Clairement, oui. Maîtriser l’humidité, préparer le substrat et soigner le microclimat suffit à obtenir des récoltes régulières dès les premiers essais. La cave est même l’un des espaces les plus indulgents pour se lancer.
- Humidité naturelle déjà élevée
- Température stable toute l’année
- Obscurité facile à gérer
- Air souvent trop stagnant
- Sols poreux à isoler
- Risque de moisissures si mal ventilée
Au fond, votre cave a déjà la moitié du travail dans le ventre : l’humidité et la fraîcheur. À vous d’apporter l’autre moitié, l’air et la propreté. Le reste n’est qu’une question d’observation et de petits réglages, semaine après semaine.
🍳 Idée recette : des pleurotes de cave tout juste cueillis, en fricassée. Faites-les revenir à feu vif, déglacez avec un filet de vin blanc et une noix de beurre, ajoutez persil et ail. Servez sur des pâtes fraîches : un plat de saison, récolté à dix mètres de la cuisine.
Le choix du support reste déterminant en cave. Je détaille un tuto pour cultiver sur paille, parfait pour les pleurotes, et la culture sur sciure pour les bois durs. Si vous débutez, mieux vaut commencer par les espèces les plus faciles avant de viser plus exigeant.
Peut-on cultiver plusieurs espèces dans la même cave ?
Oui, mais avec rigueur. Chaque espèce a ses besoins d’humidité, de température et de substrat. Pour éviter concurrence et contamination croisée, séparez physiquement les lots ou alternez les cycles, et suivez de près chaque zone.
Quels signes trahissent une contamination ?
Des moisissures vertes, noires ou rosées, une odeur inhabituelle ou une pousse qui stagne doivent alerter. Une vigilance quotidienne permet d’isoler vite la zone touchée et de renforcer l’hygiène avant que ça se propage.

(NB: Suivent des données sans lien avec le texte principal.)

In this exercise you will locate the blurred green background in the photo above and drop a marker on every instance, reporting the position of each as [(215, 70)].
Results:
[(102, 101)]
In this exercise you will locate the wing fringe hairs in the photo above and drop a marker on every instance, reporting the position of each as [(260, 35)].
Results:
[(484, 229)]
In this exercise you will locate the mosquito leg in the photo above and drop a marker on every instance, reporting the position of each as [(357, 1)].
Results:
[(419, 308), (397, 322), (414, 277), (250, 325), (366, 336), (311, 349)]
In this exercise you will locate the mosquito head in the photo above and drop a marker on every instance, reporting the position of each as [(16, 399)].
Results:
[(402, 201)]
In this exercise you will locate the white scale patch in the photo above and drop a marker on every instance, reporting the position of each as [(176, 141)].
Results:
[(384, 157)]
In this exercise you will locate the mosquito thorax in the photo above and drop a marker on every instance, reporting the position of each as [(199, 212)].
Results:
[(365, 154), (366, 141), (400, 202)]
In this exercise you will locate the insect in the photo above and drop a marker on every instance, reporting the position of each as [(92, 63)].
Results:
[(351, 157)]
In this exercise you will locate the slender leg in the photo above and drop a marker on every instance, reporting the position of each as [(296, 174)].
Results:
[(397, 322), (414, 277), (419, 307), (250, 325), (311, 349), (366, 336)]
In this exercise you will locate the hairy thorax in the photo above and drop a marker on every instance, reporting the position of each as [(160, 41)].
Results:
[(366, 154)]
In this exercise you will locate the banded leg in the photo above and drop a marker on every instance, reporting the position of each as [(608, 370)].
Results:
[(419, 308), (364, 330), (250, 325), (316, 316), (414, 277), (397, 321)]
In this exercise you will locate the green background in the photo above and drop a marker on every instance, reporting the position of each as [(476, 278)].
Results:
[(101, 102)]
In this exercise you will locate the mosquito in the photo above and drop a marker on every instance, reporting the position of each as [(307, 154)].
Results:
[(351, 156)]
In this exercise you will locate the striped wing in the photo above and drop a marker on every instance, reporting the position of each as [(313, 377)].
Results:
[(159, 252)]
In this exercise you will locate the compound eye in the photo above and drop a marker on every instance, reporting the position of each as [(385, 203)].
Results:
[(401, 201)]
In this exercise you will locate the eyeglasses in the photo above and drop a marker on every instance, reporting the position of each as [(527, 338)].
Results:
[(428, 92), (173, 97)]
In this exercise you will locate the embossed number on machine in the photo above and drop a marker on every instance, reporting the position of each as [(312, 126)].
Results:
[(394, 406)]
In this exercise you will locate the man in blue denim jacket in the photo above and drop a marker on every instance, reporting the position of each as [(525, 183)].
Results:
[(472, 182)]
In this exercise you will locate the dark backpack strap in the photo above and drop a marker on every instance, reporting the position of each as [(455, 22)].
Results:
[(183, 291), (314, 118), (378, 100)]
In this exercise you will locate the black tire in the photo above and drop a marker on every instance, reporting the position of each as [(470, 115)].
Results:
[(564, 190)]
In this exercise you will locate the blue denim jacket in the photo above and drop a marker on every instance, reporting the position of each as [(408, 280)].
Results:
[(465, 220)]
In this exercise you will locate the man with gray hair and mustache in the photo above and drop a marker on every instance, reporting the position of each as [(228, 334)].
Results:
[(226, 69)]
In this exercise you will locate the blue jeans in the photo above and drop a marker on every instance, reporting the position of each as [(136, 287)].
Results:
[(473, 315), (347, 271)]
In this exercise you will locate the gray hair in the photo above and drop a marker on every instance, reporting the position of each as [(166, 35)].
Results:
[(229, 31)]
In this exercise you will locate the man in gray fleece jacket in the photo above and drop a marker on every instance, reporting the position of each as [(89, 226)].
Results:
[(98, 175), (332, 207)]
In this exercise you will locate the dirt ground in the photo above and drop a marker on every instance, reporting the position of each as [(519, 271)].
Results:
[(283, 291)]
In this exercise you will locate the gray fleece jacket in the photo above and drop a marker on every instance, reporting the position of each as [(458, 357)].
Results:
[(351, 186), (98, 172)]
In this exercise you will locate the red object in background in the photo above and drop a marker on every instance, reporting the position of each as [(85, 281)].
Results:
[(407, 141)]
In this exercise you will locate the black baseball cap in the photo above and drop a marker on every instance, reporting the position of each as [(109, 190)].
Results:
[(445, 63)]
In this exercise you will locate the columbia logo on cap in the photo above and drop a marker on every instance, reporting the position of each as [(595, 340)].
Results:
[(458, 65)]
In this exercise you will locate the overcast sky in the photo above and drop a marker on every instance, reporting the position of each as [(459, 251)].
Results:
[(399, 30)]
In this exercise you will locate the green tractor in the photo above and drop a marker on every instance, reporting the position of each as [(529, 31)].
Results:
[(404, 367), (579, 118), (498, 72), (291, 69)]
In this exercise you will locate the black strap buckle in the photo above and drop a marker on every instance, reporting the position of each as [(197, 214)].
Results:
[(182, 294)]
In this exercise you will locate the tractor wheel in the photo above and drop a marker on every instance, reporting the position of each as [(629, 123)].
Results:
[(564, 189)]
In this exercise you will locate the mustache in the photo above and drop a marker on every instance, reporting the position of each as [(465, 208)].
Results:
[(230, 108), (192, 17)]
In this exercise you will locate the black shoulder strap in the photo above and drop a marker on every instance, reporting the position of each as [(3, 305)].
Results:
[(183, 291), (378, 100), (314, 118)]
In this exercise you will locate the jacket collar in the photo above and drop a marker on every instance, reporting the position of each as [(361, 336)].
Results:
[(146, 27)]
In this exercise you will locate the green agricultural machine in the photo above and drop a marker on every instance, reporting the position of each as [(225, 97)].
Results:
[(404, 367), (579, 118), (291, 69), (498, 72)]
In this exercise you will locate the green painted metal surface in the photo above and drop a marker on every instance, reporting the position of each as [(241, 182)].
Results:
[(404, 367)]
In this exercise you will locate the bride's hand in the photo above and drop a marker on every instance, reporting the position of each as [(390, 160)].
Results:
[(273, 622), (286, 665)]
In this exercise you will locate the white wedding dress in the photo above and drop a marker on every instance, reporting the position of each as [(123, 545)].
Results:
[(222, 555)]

La culture en cave est-elle adaptée aux débutants ?
Tout à fait. En tenant l’humidité, en préparant bien le substrat et en assurant la ventilation, un débutant obtient des récoltes régulières. La cave pardonne beaucoup, tant qu’on respecte ces quelques règles.
À propos de ce guide. Ce guide vient de ma propre expérience de culture en cave (pleurotes et shiitakés), avec plusieurs cycles suivis au fil de l’année et des ajustements concrets sur la ventilation et l’humidité. Les fourchettes de température, d’humidité et de substrat correspondent à ce que j’applique, recoupées avec la littérature spécialisée.